First, you need to make your home assistant server accessible from the internet. There is hass.io plugin available called “NGINX Home Assistant SSL proxy” that can help you with that. It works quite well together with DuckDNS addon that will get your SSL certificates and DNS set up. Alternatively, you can use “Nginx Proxy Manager” – a community plug in that is very straight forward to configure and your own DNS provider of choice.

Once your home Assistant Server is available over https, you need to generate an API token. To do so, go to your profile page at https://whatever-is-the.address-of-your-ha-server/profile or click on the bottom left round icon with your initials in the Home Assistant main menu. Scroll all the way down to the “Long-Lived Access Tokens” section, and click on Create Token. Give your token a name and click OK. make sure that you will copy the access token displayed as it will not be shown again. The token can be revoked at any time whenever you decide to stop using this skill.

Next we need to set up the Alexa integration.
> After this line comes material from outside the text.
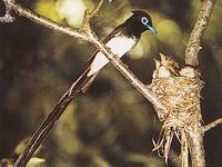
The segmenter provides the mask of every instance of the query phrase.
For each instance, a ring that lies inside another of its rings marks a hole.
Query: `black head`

First, you will need to enable the alexa API and expose a few entities per this guide: https://www.home-assistant.io/components/alexa/#smart-home

A working example configuration that exports all lights, switches, thermostats and sensors via Alexa API:

alexa:
  smart_home:
    filter:
      include_domains:
        - light
        - switch
        - climate
        - sensor

Once you’re done with the above, go to https://haapi.easeit.cz self-service portal and link your amazon account with the home assistant API by providing the API URL and the API Password obtained in previous steps.

Finally, enable the Alexa skill linking it with your amazon account. Your devices should be discovered if everything was correctly set up.